In memoriam: Loyd Donald Jacobs

Loyd Jacobs

Loyd D. Jacobs of Bellevue, WA, passed away on March 9, 2017. He received his MS in Physics in 1958 from the University of Nebraska–Lincoln. Jacobs was a longtime, passionate supporter of the Department of Physics through the Ted Jorgensen Fund for Physics, named after his renowned instructor, mentor and friend.

Born on November 22, 1932, Jacobs grew up in Kansas where he lived for most of his childhood in Lamont or Emporia. He attended Emporia High School and Emporia State University where he majored in physics, math and chemistry and served as a physics lab instructor. He received his BA with honors in 1954, and from there he came to Nebraska for graduate study and research in physics and math.

After receiving his degrees, Jacobs was employed by the Boeing Company first in Wichita in 1957 and from 1962 until his 1995 retirement in Seattle, WA. He specialized in the areas of noise engineering, structural dynamics, vibration and loads on both military and commercial aircraft. Following his retirement, he greatly enjoyed creating and designing a magnificent garden, pursuing extensive travel, and the joys of photography.

Jacobs was preceded in death by his wife Barbara (“Bobbie”) who he met at Nebraska when she was a secretary in the department, and by his son, John. He is survived by his children – Paul and Ann – and close companion Sue Olsen, with whom he visited Lincoln and toured campus several months prior to his passing.

“Loyd was truly inspirational,” Joseph S. Francisco, dean of the College of Arts and Sciences, reflects. “He represented to me how to really see the beauty of life, the robustness of relationships, and the value of people. We are so grateful to have known him, and for his ardent support over the years.”

“I first met Loyd when he attended the May 2003 reunion of students who worked in Ted Jorgensen’s accelerator lab in the middle 1950s to late 1960s,” Emeritus Professor Roger Kirby recalls. “These students had formed close bonds and were delighted to renew old friendships.”

As department chair at the time, Dr. Kirby and his wife Sue hosted a party for the visiting alumni at their home. “Loyd and his wife Barbara both attended, and Sue remembers that they brought us a package of dried Washington cherries as a gift – they were fantastic.” The couples’ friendship blossomed over the years, with reunions occurring each time the Jacobs’ travels brought them through Lincoln.

Dr. Kirby recalls his conversation with Jacobs following the death of Dr. Jorgensen, who passed away at the age of 100 on April 4, 2006. “I spoke with him over the phone, and he was astounded that no one had yet established an NU Foundation account in Ted’s name,” Dr.
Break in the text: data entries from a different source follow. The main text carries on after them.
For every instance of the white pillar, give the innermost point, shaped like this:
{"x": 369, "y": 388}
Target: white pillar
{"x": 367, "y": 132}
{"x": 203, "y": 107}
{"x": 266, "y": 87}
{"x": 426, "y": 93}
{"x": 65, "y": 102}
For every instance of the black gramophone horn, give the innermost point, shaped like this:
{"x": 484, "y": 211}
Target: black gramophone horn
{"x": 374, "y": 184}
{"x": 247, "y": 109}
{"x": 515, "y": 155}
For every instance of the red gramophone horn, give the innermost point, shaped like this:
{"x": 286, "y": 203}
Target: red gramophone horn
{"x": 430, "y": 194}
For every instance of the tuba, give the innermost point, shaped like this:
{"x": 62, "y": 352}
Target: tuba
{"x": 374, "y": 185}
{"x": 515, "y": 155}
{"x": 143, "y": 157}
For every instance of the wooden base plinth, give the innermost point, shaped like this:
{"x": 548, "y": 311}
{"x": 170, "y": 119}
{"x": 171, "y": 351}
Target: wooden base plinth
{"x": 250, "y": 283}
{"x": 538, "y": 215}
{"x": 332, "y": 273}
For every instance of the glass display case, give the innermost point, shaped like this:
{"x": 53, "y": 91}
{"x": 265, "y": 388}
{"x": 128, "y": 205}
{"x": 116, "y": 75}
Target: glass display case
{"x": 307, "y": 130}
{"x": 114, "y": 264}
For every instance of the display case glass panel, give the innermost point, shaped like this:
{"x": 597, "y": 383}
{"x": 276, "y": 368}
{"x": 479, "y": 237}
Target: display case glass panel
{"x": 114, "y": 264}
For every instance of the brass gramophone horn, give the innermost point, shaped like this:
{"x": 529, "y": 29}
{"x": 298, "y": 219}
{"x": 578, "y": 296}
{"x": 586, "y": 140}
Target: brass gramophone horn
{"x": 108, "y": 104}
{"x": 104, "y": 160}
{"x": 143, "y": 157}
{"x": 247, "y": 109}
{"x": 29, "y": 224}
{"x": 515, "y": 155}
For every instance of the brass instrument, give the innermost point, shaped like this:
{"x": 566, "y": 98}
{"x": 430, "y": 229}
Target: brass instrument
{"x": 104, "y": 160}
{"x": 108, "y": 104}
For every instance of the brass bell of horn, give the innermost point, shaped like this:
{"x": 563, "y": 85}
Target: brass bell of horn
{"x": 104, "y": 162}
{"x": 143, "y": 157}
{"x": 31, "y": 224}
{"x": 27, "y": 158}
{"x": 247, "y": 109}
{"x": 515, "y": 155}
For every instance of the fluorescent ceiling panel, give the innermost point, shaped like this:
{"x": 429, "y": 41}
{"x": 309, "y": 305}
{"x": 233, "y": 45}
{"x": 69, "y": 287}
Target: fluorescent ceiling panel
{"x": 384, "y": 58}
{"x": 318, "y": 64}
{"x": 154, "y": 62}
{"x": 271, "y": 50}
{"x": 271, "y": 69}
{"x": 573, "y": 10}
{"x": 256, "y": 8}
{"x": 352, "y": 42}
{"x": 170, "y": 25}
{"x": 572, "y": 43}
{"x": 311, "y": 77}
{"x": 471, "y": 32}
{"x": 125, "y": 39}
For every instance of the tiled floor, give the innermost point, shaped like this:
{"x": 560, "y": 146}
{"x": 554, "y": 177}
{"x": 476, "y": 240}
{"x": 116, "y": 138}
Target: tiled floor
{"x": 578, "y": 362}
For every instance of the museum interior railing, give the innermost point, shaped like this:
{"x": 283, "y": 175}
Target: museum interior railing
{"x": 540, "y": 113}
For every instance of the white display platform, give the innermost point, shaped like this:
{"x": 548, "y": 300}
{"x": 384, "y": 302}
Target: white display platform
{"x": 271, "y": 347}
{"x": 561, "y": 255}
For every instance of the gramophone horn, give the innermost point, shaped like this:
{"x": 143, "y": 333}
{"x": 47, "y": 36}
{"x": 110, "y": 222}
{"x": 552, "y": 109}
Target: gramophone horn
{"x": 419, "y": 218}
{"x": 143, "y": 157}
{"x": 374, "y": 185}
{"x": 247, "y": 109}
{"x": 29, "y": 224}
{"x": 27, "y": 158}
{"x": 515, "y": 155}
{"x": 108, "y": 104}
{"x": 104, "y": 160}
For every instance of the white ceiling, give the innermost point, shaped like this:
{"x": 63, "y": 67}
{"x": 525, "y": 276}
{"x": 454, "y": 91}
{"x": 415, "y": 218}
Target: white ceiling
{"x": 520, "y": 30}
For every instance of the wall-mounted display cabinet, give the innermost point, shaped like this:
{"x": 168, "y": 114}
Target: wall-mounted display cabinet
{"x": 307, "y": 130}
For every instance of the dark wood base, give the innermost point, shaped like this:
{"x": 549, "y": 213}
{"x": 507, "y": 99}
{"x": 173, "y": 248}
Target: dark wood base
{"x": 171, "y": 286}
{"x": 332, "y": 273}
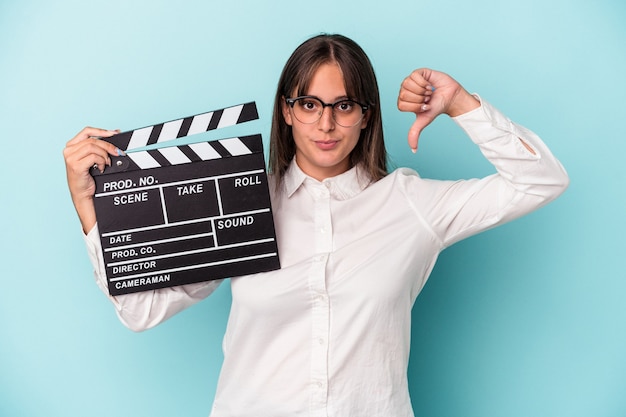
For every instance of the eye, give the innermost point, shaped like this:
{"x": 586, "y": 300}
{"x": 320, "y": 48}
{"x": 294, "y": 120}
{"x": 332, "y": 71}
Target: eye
{"x": 345, "y": 106}
{"x": 308, "y": 104}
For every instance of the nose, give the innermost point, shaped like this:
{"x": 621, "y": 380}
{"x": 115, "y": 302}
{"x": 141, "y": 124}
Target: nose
{"x": 327, "y": 120}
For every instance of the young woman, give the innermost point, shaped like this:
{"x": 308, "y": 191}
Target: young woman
{"x": 328, "y": 333}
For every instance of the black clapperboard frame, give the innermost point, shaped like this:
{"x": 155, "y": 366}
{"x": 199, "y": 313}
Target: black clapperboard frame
{"x": 184, "y": 214}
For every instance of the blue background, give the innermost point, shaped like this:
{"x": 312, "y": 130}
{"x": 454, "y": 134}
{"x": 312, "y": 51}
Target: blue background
{"x": 524, "y": 320}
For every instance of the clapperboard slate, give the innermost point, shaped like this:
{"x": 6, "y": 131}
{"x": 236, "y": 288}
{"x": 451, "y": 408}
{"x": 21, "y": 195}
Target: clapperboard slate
{"x": 183, "y": 214}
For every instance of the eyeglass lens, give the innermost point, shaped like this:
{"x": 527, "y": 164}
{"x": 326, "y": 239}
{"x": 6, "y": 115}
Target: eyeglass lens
{"x": 346, "y": 113}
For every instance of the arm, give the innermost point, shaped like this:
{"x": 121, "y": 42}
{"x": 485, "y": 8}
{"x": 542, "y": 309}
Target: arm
{"x": 528, "y": 175}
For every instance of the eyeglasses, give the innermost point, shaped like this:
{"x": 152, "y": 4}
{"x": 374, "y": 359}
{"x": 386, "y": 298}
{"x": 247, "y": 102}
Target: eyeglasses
{"x": 309, "y": 109}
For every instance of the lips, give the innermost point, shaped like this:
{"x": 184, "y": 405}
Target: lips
{"x": 326, "y": 145}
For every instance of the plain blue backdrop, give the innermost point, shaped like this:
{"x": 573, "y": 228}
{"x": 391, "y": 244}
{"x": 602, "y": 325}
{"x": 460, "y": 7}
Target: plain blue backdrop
{"x": 525, "y": 320}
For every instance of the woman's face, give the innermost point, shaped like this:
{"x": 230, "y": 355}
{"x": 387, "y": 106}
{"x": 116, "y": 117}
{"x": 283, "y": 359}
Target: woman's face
{"x": 323, "y": 148}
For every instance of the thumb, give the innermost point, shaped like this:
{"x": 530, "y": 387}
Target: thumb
{"x": 421, "y": 121}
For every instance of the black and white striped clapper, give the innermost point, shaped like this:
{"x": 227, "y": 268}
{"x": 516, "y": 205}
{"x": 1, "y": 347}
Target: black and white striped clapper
{"x": 183, "y": 214}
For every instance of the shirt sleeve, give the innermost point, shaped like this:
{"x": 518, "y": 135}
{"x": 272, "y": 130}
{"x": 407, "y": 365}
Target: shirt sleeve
{"x": 143, "y": 310}
{"x": 525, "y": 180}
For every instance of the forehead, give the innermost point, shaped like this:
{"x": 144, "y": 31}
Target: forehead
{"x": 327, "y": 82}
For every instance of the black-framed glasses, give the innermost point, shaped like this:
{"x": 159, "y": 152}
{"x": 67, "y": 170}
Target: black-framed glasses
{"x": 309, "y": 109}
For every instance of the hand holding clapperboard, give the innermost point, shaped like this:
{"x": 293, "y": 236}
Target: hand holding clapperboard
{"x": 184, "y": 214}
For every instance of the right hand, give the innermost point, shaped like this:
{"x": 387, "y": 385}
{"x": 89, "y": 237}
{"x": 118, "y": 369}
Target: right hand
{"x": 81, "y": 153}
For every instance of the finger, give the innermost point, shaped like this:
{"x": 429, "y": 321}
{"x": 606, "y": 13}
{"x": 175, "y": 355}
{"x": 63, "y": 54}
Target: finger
{"x": 82, "y": 155}
{"x": 90, "y": 132}
{"x": 421, "y": 121}
{"x": 411, "y": 88}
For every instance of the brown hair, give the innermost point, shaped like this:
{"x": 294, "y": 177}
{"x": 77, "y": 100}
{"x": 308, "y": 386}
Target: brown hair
{"x": 360, "y": 82}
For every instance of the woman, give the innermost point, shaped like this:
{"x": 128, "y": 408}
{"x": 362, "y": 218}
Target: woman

Kirby recalls.

Without hesitation, the Jacobs’ established the Ted Jorgensen Fund for Physics with a substantial donation. Jacobs’ fellow alumni and peers, department faculty, Jorgensen relatives and others soon donated enough that the fund became endowed. Jacobs would continue to make generous contributions up until his passing, and his companion Sue Olsen recently honored him with a gift to the fund in his memory. Income from this fund provides scholarships for deserving physics students each year, providing a lasting legacy.

“Loyd had many, many good qualities,” Dr. Kirby reflects. “But one thing especially stands out to me: He remembered from where he came and the debts he had to those who helped him reach his goals. He greatly appreciated the educational opportunities he received, and he recognized that what he learned and achieved through hard work enabled his later successes. He was a great and loyal friend to the department, and I will miss him greatly.”

“Loyd's contributions have had an enormous impact,” Dan Claes, chair of the Department of Physics and Astronomy, agrees. “By establishing and endowing the Ted Jorgensen Fund, he has helped us provide fellowships to attract excellent graduate students into our program, and stipends for a number of incoming graduate students.”

Dr. Claes adds that, each year, these stipends enable students to attend a summer "bridging program" – offered to the admitted students in need of making up a few deficiencies in their undergraduate preparations. Funds also have been used to assist outstanding undergraduate students struggling to meet tuition costs and to sponsor prominent scientists to come speak to students about their work.

“The fact that Loyd did this all in Ted's name – note this isn't the 'Loyd Jacobs Fund’ – wanting to honor an instructor he thought so highly of, speaks volumes to his generosity,” Dr. Claes reflects.